クライアント・セッションを見ていると、自分の身体に対する意識を持っている人とそうでない人がいる。ヨガ・ピラティスの経験の有無によってこの意識に影響を及ぼす傾向があるが、必ずしもそうとは限らない。
ロルフィングは施術する前にもっていた古いパターン(old pattern)と新しいパターン(new pattern)という言葉を使うことは以前触れた(【RolfingコラムVol.34】参照)。その際大切なのは、施術した結果が「正しい」、施術前が「間違い」ということではなく、クライアントに対して選択肢を与えているということである。
「身体に対する意識をもつこと」についても同じことが言える。今回はこの意識をPerception(知覚すること)との関係を通じて考えてみたい。Perceptionを取り上げる理由は、単純でクライアント・セッションでJörg先生からフィードバックを頂く際にもっとも聞かれる言葉だからだ。
PerceptionをOxford Advanced Learner’s Dictionaryで調べると、下記のような意味が出てくる。
- the way you notice things especially with the senses.(感覚(五感)を通じて知覚する方法)
- the ability to understand the true nature of something.(本質を理解する能力)
- an idea, a belief or an image you have as a result of how you see or understand something.(人間が「見ること」や「理解すること」を通じて形成するアイデア、信念やイメージ)

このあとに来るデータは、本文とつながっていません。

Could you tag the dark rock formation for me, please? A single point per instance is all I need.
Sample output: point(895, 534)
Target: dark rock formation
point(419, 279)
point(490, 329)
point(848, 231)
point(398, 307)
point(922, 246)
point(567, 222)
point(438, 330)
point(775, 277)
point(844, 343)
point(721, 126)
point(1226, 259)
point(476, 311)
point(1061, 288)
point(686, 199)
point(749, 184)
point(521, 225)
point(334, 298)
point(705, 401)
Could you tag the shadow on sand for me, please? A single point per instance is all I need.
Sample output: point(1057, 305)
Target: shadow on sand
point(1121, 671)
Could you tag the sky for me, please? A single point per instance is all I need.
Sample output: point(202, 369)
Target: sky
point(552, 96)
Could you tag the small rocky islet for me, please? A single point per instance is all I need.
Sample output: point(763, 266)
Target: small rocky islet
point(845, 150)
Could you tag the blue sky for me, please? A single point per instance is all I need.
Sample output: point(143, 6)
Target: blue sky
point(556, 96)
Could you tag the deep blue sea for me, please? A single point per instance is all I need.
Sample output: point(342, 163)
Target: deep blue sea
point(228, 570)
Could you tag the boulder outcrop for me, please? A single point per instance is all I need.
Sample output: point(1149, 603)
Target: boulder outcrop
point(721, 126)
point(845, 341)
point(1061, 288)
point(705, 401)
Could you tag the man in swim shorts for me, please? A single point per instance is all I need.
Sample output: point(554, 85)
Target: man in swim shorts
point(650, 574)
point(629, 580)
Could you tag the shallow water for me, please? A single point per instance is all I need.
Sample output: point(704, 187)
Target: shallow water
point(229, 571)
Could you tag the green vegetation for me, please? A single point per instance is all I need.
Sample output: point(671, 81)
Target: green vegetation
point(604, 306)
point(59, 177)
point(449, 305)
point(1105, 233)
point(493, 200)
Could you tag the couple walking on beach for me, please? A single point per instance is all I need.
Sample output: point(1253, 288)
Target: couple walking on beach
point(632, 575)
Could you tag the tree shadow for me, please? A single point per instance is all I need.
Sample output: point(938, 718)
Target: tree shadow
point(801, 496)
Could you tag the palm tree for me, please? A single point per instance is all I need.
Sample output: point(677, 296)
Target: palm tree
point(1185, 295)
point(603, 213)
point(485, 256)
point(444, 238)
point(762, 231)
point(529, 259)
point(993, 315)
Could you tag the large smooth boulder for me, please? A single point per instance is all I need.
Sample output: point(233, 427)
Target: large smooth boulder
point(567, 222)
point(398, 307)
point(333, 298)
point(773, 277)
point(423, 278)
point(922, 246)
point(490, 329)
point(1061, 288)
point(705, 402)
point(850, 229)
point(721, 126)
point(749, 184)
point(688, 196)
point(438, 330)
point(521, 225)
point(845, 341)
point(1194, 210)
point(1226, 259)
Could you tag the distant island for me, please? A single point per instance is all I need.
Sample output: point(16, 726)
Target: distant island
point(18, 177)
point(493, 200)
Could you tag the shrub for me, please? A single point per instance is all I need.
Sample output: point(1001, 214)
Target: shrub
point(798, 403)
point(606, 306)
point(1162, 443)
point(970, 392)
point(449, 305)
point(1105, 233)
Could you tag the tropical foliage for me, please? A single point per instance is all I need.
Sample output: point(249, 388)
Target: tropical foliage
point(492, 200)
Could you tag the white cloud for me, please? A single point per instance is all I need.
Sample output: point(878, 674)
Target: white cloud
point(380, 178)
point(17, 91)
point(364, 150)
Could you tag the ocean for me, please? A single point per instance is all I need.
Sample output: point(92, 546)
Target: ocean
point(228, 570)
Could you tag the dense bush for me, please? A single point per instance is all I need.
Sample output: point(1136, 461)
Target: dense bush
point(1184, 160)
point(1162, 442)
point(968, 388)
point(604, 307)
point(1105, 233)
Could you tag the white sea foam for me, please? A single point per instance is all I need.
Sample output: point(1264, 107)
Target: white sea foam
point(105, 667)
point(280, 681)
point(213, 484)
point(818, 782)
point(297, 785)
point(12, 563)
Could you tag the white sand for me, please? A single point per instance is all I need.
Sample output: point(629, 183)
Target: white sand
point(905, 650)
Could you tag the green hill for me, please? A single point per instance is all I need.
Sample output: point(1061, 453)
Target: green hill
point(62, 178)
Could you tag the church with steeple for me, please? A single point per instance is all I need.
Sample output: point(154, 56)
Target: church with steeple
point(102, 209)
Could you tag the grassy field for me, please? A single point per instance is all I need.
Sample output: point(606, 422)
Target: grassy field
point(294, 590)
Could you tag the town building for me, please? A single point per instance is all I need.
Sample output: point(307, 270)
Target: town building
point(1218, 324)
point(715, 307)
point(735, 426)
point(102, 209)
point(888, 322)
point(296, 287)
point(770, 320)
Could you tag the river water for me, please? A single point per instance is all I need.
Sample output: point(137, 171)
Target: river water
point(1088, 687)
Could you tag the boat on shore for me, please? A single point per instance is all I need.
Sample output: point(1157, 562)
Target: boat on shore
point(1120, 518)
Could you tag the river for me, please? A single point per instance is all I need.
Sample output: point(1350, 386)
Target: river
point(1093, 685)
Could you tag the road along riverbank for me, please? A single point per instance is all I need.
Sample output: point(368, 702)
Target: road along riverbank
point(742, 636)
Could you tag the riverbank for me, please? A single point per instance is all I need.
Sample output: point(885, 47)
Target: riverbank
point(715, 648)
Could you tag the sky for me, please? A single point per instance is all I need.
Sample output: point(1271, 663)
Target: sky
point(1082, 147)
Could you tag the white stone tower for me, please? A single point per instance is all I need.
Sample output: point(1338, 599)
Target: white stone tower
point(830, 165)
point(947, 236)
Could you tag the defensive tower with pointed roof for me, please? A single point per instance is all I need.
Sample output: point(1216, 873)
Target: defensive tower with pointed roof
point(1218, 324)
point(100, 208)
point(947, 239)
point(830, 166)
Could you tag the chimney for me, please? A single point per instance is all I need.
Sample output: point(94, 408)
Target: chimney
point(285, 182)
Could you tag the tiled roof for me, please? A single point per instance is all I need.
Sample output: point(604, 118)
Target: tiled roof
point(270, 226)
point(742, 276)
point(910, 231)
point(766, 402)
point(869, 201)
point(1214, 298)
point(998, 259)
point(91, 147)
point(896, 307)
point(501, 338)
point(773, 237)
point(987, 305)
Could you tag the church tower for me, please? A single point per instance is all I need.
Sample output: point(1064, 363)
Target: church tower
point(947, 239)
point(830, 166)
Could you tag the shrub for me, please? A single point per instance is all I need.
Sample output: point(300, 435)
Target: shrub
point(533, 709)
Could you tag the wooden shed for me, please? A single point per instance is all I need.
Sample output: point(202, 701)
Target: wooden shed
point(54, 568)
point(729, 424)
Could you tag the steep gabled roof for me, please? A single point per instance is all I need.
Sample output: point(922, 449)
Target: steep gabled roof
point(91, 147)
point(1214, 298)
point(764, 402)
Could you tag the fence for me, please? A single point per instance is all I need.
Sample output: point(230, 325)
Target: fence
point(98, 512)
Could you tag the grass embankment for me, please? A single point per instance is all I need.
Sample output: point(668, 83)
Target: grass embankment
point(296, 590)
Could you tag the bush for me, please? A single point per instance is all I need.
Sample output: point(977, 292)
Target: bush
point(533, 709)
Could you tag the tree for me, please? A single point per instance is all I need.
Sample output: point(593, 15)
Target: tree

Perceptionとは「知覚すること」であり、個人個人が身につけた信念やイメージと結びついているといえる。Perceptionとロルフィングとの関係を見る前に、ロルフィングの各セッションの目的を見てみよう。
セッション7までの目的を列挙すると、呼吸を整える(セッション1)、足を調える(セッション2)、体側面を調える(セッション3)、骨盤底を調える(セッション4)、大腰筋を調える(セッション5)、仙骨を調える(セッション6)、頭・顔を調える(セッション7)のような順番になっている。

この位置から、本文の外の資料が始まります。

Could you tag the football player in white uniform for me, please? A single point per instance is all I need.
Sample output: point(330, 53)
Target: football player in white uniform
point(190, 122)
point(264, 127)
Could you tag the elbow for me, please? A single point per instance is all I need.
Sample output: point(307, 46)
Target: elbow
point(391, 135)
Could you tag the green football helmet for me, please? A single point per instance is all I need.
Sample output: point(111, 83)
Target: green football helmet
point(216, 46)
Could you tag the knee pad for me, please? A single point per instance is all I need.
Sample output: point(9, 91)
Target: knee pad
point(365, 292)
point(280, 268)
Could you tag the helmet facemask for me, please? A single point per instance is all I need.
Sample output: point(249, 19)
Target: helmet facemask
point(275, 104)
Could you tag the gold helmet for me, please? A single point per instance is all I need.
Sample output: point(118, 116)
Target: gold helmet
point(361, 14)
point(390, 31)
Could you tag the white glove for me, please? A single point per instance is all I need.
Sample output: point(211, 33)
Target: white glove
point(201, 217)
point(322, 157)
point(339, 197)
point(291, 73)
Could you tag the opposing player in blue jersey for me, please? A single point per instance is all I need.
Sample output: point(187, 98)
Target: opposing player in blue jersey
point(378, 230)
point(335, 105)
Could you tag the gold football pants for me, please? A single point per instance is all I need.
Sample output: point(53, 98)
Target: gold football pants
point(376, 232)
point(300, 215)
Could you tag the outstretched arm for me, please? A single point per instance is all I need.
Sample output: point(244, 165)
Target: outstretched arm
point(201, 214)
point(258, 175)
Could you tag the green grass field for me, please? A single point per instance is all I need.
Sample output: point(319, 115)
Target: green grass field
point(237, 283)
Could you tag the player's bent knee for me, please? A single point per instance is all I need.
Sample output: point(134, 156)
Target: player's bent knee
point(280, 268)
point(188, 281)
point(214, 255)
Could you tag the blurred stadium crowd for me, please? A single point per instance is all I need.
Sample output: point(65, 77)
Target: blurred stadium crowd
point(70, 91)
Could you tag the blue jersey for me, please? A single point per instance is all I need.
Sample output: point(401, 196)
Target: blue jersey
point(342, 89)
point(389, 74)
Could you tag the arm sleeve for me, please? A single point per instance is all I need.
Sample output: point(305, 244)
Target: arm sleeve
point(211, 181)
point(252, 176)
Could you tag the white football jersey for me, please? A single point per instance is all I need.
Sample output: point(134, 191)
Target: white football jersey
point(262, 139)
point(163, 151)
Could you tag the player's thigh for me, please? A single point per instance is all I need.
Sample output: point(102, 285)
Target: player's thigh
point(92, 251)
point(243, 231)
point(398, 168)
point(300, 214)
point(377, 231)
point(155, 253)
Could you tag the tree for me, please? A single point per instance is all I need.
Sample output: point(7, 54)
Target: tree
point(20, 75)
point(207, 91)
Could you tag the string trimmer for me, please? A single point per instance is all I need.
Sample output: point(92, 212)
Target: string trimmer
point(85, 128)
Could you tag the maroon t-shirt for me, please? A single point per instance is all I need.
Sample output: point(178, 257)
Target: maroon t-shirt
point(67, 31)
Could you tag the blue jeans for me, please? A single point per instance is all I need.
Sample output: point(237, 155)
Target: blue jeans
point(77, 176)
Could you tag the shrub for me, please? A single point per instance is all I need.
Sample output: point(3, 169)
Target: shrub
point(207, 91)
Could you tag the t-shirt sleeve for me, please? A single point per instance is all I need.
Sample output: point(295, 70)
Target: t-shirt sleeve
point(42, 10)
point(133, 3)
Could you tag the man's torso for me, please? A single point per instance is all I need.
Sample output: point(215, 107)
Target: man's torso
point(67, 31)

筋膜を通じて余計な力を解放させることによって、それぞれの目的とする身体の部位を調える形をとる。その際、身体の部位をクライアント自身がどのように意識するか?その意識の仕方やどのように知覚するのか?こそが、その人のPerceptionとなる。
そう考えるとPerceptionは、
「自分の五感をつかって外の世界を理解し、知覚すること」
であると表現できるし、クライアントがもつ身体の使い方の習慣であるといえる。そしてロルフィングを通じて、新たなPerception(新しい選択肢)を知り、それを身につけていく。
Phase IIIで、Jörg先生は、クライアントがもつPerceptionに新たな選択肢を増やすためには、自分の身体から学ぶ・教育を受ける(educate)必要があるという。そして、そのなかで「動きを通じてクライアント自身が身体の使い方を学ぶこと」は一つの効果的な方法といえる。そのため、ロルフィングでは手による施術のみならず、身体の使い方を覚えていただくために動き(movement)のエクササイズを行う。

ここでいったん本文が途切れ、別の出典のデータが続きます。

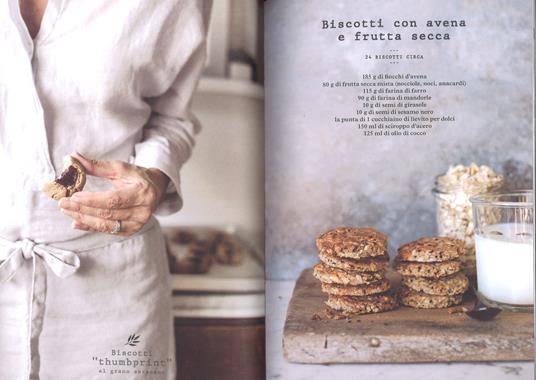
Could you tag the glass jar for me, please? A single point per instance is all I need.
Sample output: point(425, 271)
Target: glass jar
point(504, 227)
point(454, 216)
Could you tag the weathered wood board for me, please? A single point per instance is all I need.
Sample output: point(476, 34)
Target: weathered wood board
point(404, 335)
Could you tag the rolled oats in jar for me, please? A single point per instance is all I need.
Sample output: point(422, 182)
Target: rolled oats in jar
point(453, 209)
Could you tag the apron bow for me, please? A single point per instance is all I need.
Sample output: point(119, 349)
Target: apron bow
point(61, 262)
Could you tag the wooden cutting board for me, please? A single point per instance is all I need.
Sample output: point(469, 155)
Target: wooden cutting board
point(404, 335)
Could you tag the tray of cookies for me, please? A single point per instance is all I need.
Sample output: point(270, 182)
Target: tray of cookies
point(354, 307)
point(212, 259)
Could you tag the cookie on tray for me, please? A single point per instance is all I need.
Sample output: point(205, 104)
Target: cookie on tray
point(359, 290)
point(331, 275)
point(429, 270)
point(353, 242)
point(445, 286)
point(376, 264)
point(347, 306)
point(419, 300)
point(431, 249)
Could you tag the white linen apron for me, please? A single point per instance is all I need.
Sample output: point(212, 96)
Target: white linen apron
point(112, 79)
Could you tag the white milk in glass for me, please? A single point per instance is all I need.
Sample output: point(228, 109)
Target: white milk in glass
point(505, 263)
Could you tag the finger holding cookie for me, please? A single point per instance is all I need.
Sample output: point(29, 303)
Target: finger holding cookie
point(124, 210)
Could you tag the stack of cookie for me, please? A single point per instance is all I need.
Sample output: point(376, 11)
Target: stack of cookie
point(352, 271)
point(431, 273)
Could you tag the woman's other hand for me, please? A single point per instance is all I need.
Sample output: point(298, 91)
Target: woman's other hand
point(136, 195)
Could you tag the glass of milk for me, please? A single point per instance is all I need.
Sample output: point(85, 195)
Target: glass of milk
point(504, 242)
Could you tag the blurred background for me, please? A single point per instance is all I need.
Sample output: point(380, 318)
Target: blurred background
point(216, 242)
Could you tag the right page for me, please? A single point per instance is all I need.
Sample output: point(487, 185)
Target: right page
point(399, 188)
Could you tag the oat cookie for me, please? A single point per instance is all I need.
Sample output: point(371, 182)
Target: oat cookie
point(353, 242)
point(421, 300)
point(71, 180)
point(331, 275)
point(445, 286)
point(434, 249)
point(430, 270)
point(376, 264)
point(347, 306)
point(359, 290)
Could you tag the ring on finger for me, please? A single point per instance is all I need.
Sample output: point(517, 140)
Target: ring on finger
point(117, 228)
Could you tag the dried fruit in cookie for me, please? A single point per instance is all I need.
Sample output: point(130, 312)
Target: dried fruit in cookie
point(431, 249)
point(444, 286)
point(331, 275)
point(353, 242)
point(71, 180)
point(358, 290)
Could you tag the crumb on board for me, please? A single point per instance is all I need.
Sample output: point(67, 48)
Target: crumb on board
point(457, 310)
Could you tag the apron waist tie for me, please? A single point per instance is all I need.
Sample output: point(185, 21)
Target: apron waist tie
point(61, 262)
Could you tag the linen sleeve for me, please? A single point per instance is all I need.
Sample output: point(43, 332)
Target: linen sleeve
point(168, 136)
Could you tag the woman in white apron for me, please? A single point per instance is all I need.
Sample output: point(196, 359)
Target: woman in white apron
point(84, 290)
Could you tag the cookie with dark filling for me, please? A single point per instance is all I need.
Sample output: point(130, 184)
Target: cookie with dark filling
point(71, 180)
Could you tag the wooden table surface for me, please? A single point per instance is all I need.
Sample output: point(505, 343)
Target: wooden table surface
point(404, 335)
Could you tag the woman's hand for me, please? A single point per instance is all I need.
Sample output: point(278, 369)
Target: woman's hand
point(137, 193)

例えば、呼吸の仕方、骨盤の動かし方、仙骨の動かし方、背骨の動かし方、坐骨の使い方等いろいろとある。
Phase IIでは10回のセッションを覚えるのに精一杯だったが、Phase IIIでは、いかに動きをセッションの中に取り入れ、クライアントに対して動きを通じて身体の使い方を学ぶのか?一つの大きな課題として生徒は課されている。
トレーニングも残り3週間とわずかになってきた。引き続き、手による施術のみならず、動きを通じたエクササイズを通じて自分のクライアント・セッションでの選択肢の幅を広げていきたいと思う。